FRISCO, Texas -- After securing Dak Prescott for at least 2020 with the exclusive franchise tag earlier in the day, the Dallas Cowboys prevented Amari Cooper from leaving via free agency later Monday by agreeing on a five-year, $100 million deal.
The Cowboys' goal of keeping Prescott and Cooper was made somewhat more difficult with the passing over the weekend of the new collective bargaining agreement, which allows them to use just one tag, rather than two.
To keep both players, the Cowboys made Cooper the second-highest-paid receiver in the NFL in annual average, after Atlanta's Julio Jones, who makes $22 million per season. A source told ESPN's Josina Anderson that Cooper's deal includes $60 million guaranteed.
The Washington Redskins pursued Cooper earlier Monday and tried to pry him away before Dallas re-signed him, according to Schefter. A Redskins source directly involved in the negotiations told ESPN's Ed Werder that Cooper turned down an offer from them that would have "put him right there with Julio [Jones]."

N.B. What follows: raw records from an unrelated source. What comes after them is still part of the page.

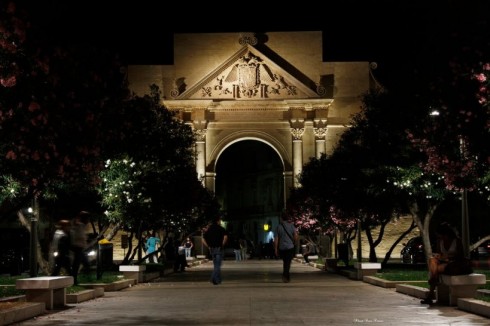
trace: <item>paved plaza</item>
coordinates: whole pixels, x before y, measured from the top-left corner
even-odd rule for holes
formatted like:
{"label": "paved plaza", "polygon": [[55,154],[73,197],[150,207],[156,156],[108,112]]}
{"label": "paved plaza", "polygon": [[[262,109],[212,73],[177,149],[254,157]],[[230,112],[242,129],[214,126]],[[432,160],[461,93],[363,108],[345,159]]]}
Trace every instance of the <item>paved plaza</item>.
{"label": "paved plaza", "polygon": [[209,282],[211,270],[208,262],[16,325],[490,325],[298,262],[291,283],[280,260],[226,260],[221,285]]}

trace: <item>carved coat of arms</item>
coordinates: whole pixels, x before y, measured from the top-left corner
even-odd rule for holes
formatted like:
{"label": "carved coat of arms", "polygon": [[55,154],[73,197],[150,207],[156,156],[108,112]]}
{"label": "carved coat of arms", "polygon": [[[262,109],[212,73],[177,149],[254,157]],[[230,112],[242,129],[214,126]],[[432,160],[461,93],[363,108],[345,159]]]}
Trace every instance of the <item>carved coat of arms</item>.
{"label": "carved coat of arms", "polygon": [[257,94],[261,78],[266,81],[273,80],[273,74],[262,60],[250,52],[241,57],[233,66],[225,81],[229,83],[238,82],[239,92],[246,97]]}

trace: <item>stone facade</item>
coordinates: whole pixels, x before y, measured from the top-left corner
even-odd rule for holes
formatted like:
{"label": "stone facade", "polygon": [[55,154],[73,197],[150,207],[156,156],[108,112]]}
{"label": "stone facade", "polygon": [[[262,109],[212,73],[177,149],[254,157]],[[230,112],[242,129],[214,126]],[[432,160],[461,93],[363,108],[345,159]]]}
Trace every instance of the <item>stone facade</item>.
{"label": "stone facade", "polygon": [[[282,187],[274,189],[284,203],[303,165],[333,151],[374,83],[368,62],[324,62],[318,31],[176,34],[173,65],[129,66],[128,80],[137,95],[159,86],[162,104],[192,126],[208,189],[216,193],[223,152],[253,140],[277,153]],[[275,228],[280,210],[251,215],[243,227],[266,240],[256,235],[268,221]]]}
{"label": "stone facade", "polygon": [[207,188],[220,154],[255,139],[280,157],[287,198],[303,164],[333,150],[371,82],[368,62],[323,62],[322,48],[316,31],[177,34],[173,65],[129,66],[128,78],[137,95],[158,85],[192,125]]}

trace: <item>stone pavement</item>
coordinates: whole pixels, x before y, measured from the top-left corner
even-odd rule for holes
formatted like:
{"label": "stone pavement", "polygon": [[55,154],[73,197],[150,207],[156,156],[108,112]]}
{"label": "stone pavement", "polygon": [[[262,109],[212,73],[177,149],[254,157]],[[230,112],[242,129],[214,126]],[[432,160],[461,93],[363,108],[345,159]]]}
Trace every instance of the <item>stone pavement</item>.
{"label": "stone pavement", "polygon": [[208,262],[16,325],[490,325],[297,262],[291,283],[280,260],[226,260],[221,285],[209,282],[211,270]]}

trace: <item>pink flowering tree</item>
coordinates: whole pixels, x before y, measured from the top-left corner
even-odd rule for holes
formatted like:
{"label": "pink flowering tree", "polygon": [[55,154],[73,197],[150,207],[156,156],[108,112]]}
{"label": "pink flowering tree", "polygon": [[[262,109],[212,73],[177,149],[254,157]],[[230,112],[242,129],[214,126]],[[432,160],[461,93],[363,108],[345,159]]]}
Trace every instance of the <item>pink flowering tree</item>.
{"label": "pink flowering tree", "polygon": [[434,86],[444,95],[431,106],[431,121],[422,130],[410,130],[408,137],[427,155],[424,170],[441,175],[448,190],[485,191],[490,165],[490,64],[468,71],[451,68],[452,82]]}
{"label": "pink flowering tree", "polygon": [[[489,75],[489,63],[475,64],[461,58],[450,61],[445,78],[429,84],[430,119],[424,128],[407,129],[414,148],[426,155],[419,165],[421,173],[439,176],[445,190],[460,195],[466,205],[468,193],[490,198]],[[468,221],[470,218],[471,214],[466,217]],[[469,232],[467,225],[464,227]],[[488,238],[484,236],[480,242]],[[468,243],[468,250],[478,244]]]}
{"label": "pink flowering tree", "polygon": [[102,144],[117,137],[100,117],[128,94],[113,55],[45,46],[13,3],[1,9],[0,207],[5,213],[60,188],[93,186],[103,167]]}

Last summer, the Cowboys made Ezekiel Elliott the highest-paid running back, and in order to get Prescott to sign a long-term deal, they might have to make him the highest-paid quarterback in the game, surpassing the $35 million per season of Seattle's Russell Wilson.
A team source told ESPN's Chris Mortensen that the Cowboys' offer to Prescott is worth more than the deals for Jared Goff ($33.5 million per year) and Carson Wentz ($32 million), but Prescott is seeking a four-year deal, and the Cowboys are asking for a five-year deal.
Under franchise tag rules, the Cowboys have until July 15 to sign Prescott to a multiyear contract, or he will have to play the season under the tag. By placing the exclusive tag, which is expected to be worth $30 million to $33 million, on Prescott, the Cowboys have prevented other teams from signing him.
This is the fourth time since 2014 that the Cowboys have used the franchise designation, and it's the first time they have used it on a quarterback.
In 2015, the Cowboys used the tag on wide receiver Dez Bryant, but they were able to sign him to a five-year, $70 million deal before the July 15 deadline. They placed the tag on defensive end DeMarcus Lawrence in 2018 and 2019 before signing the Pro Bowler to a five-year, $105 million deal in April 2019.
Last offseason, Dallas hoped to sign Prescott to an extension that would have guaranteed him nine figures, but the quarterback bet on himself, choosing to play for $2 million in 2019. He responded with career highs in yards (4,902) and touchdown passes (30).
Cooper made $13.9 million last season on the fifth-year option of his rookie deal, but the two sides didn't really engage in contract discussions until recently.
After his arrival from the Raiders in a trade for a first-round pick in the middle of the 2018 season, Cooper helped transform the passing game for the Cowboys. In 2019, he caught 79 passes for 1,189 yards and a career-high eight touchdowns. He was named to the Pro Bowl for the fourth time in his career.
Cooper, who turns 26 on June 17, was on pace for one of the best seasons by a receiver in team history through the first nine games of 2019, including a 226-yard effort against Green Bay, but then his numbers trailed off significantly.
Cooper caught just 26 passes for 341 yards and a touchdown in the final seven games, and in Week 12 against the New England Patriots, he was held without a catch for the first time since he joined Dallas.
In 2018, the Cowboys won seven of their nine games following the Cooper trade to win the NFC East and make the playoffs. He caught 53 passes for 725 yards and six touchdowns with the Cowboys, including a 217-yard effort against the Philadelphia Eagles.
The Prescott-to-Cooper connection has been one of the best in the NFL since they became a tandem. On multiple occasions, both players said they wanted to sign long-term with the Cowboys.